At the beginning of my personal finance journey the more I researched the more “meal planning” popped up as a solution to spending less on groceries. According to the USDA for December 2020: a family of four should (on the “thrifty plan”) spend somewhere around $675.00 a month if they have two pre-teen children (ages 9-11). I am pretty sure the average American family spends way more than the food plan amounts reported by the USDA every month. The worst part is that often this means a massive amount of waste.
A Way Forward
You’ll hear every financial guru mention meal planning over and over because it is the most effective way to save: you’re only buying what you need and you’re wasting less. This process is much like exercise but once you get going it becomes automatic and very simple.
- Start by pulling out anything rotten, stale, or expired and set it aside on a counter or a table.
- Put similar items or duplicates together.
- Now, look at all of the stuff you pulled out.

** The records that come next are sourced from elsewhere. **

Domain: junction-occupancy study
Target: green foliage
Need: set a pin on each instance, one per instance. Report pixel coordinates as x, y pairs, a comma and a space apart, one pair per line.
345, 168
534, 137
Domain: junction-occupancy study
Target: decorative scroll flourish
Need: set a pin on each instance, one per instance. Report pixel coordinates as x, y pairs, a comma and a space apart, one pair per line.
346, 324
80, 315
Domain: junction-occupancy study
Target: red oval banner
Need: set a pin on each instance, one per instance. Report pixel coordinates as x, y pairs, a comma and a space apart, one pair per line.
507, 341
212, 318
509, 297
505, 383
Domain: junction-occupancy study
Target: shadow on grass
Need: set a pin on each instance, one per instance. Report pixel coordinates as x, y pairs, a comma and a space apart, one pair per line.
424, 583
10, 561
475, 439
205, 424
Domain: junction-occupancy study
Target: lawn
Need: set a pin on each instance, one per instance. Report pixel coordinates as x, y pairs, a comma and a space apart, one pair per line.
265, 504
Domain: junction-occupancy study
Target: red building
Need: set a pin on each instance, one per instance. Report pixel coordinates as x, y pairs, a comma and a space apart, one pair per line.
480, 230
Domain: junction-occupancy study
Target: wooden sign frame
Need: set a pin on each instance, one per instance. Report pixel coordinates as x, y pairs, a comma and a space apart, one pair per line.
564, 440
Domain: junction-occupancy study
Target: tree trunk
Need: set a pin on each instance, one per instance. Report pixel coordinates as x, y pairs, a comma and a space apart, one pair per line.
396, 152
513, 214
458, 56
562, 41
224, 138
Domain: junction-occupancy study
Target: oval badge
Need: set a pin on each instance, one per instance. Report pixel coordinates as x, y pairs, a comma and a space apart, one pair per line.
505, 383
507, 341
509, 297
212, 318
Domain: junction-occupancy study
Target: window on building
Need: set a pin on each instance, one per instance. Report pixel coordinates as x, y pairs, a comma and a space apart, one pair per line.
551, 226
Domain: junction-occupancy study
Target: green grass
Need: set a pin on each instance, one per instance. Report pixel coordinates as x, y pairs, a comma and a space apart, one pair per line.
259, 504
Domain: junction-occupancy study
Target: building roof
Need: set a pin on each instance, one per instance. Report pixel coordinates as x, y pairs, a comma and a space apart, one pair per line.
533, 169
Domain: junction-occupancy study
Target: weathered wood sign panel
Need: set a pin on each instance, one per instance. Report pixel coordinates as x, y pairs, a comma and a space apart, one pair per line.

You’ll often see that lots of people will buy the same DAMN thing in multiples and not even realize it because they simply didn’t check what they had before shopping.
- Evaluate the expired/stale items, are you saddened by the amount of stuff that went bad? The first time I did this I had so much to throw out it felt like throwing stacks of twenties right in the trash.
This is a good thing to do each time you are getting ready to shop so you’re cognizant of what is about to go bad and needs to be used and also what you already have for meals and recipes.
Start small and begin with planning 2-3 days worth of meals keeping in mind the ingredients you already have. Think about what you and your family would consume in one whole day, not just for dinner. Start with breakfast, then lunch, will there be leftovers from dinner or are you fine with some type of sandwich? Then you move onto dinner and think about whether or not you prefer a dinner with leftovers or one with just enough food. If you go the leftover route make sure you also include when you’re going to eat them. The last part of the plan is any snacks or drinks you may want to buy like milk, juice, alcohol (but keep it to a minimum).
Make a List & Stick to It
Now that you’ve written down your meal plan for those 2-3 days make a shopping list of ONLY the things you’ll need to complete those meals. There will be times when you’re surprised to find that you already have most of or even all of the ingredients in your home already!
For beginners I recommend buying your groceries online first with a service like InstaCart, many stores offer this service. Even if you don’t meet the minimum amount for an order and have to pay a $5-10 service fee I want you to use it anyways. Here’s why: when most people go to the store they meander around the store and buy a bunch of additional crap they don’t need. The grocery store makes colorful eye catching displays for this very purpose and by ordering online you’re avoiding that temptation.
Choose Your Own Food Adventure
Think of it as a food adventure, there are lots of wonderful raw ingredients and you can create meals ten times better than most restaurants. We have so many great recipes we enjoy that we rarely go out to eat because we actually PREFER our own recipes. I encourage you to go out of your comfort zone and use free apps like Pinterest and Food Network to push the boundaries.
You’ll find some recipes to not be quite your taste or to be harder than you anticipated and that’s fine, they won’t be all winners but you’ll gain experience. When I look at new recipes I can imagine what some would taste like and if that flavor profile fits my family. Cooking and preparing your own food helps slim your waist and fatten your wallet.